Die Frage, woher man nur die Energie für so viele Ehrenämter nimmt, verriet Protokollarius Dominik Brink mit den 3F = Fußball, Fastnacht und Finanzamt. Im Amt sei sogar das Aquarium abgeschafft worden, weil die Fische zu viel Hektik verbreitet hätten. „Vorsicht bei Gesprächen mit fremden Tischnachbarn über Geschäfte“, warnte Prinz Marco I. das Publikum flunkernd. Etliche seiner Kollegen feierten im Saal mit. Zum Amüsement aller tischte der Protokollarius so manchen Fauxpas im Lebenslauf auf, dessen Wahrheitsgehalt das Wegducken des Prinzen bestätigte. In seiner Rede sprach seine Tollität von einem unbeschreiblichen Gefühl, von einem Lebenstraum der in Erfüllung geht und bedankte sich dafür bei seiner Ehefrau und der älteren Schwester Tanja, die eine genauso große Schnüss habe wie er. „38 Jahre zusammen, das können nicht viele Prinzenpaare von sich behaupten“, meinte Prinzessin Tanja. Vor sechs Jahren war sie Obermöhn und versprach ihrem Bruder sich für dessen Unterstützung zu revanchieren. „Das hatte ich seinerzeit aber nicht gedacht“, schmunzelte die Prinzessin.
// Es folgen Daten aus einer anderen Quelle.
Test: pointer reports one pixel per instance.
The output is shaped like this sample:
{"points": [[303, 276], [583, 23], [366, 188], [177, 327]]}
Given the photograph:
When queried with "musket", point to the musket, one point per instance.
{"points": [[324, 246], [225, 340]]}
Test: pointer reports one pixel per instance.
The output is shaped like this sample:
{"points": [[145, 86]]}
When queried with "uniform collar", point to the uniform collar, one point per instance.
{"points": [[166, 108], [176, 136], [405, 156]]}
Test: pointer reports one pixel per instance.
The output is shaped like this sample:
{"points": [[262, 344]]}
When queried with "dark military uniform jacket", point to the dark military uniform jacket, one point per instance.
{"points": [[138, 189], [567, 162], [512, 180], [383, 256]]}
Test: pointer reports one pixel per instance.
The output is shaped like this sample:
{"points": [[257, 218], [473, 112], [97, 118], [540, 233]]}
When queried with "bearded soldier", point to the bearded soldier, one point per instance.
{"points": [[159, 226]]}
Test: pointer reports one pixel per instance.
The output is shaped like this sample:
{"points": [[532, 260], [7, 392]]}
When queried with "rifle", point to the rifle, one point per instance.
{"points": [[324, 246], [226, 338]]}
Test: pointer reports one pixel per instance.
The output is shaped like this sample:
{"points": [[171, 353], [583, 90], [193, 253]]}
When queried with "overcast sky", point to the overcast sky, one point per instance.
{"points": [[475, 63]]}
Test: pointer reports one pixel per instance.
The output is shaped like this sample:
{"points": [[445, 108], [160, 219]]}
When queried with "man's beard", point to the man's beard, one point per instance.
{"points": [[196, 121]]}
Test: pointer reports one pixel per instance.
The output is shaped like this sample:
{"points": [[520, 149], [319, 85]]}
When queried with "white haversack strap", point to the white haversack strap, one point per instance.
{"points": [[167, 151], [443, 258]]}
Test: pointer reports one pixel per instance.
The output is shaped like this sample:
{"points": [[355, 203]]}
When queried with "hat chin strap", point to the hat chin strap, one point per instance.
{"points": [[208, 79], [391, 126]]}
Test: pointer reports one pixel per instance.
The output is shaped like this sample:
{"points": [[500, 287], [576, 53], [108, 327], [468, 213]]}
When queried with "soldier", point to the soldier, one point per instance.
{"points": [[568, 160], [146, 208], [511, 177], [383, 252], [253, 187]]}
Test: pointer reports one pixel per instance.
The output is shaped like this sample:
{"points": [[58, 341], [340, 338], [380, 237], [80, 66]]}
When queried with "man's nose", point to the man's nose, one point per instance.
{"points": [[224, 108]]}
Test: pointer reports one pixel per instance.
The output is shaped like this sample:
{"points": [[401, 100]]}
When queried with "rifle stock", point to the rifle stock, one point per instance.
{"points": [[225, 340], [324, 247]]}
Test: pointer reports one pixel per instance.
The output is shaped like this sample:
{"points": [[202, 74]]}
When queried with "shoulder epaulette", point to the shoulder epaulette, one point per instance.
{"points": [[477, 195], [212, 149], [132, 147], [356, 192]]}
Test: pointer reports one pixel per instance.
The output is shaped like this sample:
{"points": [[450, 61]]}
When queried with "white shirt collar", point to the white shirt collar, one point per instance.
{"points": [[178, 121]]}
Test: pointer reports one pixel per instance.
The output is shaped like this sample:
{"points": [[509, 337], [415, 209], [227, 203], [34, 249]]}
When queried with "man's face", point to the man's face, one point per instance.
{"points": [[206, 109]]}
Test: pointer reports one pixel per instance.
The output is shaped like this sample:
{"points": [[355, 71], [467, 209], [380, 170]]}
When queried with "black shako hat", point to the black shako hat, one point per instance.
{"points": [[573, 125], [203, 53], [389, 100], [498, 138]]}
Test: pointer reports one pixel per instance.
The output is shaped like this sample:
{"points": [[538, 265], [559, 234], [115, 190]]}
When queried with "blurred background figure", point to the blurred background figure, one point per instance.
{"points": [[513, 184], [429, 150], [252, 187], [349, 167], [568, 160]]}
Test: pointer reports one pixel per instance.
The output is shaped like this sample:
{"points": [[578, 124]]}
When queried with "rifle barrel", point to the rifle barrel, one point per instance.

Aber immerhin: Nur die Frauen hätten als Obermöhn und Prinzessin die Gelegenheit, zwei hohe Ämter auszuführen. Eine Welle der Emotion ging durch den Saal, als sich die Geschwister überzeugt zeigten, dass ihre viel zu früh verstorbenen Eltern dem Abend beiwohnen. Und alle in der Halle waren sich einig, die Eltern wären auf diese Kinder sehr stolz gewesen. Das Prinzenpaar wird von einem hoch dekorierten Hofstaat, gleichfalls Kinder- und Jugendfreunde des Prinzen, unterstützt. Neben Protokollarius Dominik Brink mit Hofdame Ina sind das Schatzmeister Rico Nink mit Hofdame Jenny, Mundschenk Stefan Noss mit Hofdame Angela und Hofnarr Sebastian Hahn.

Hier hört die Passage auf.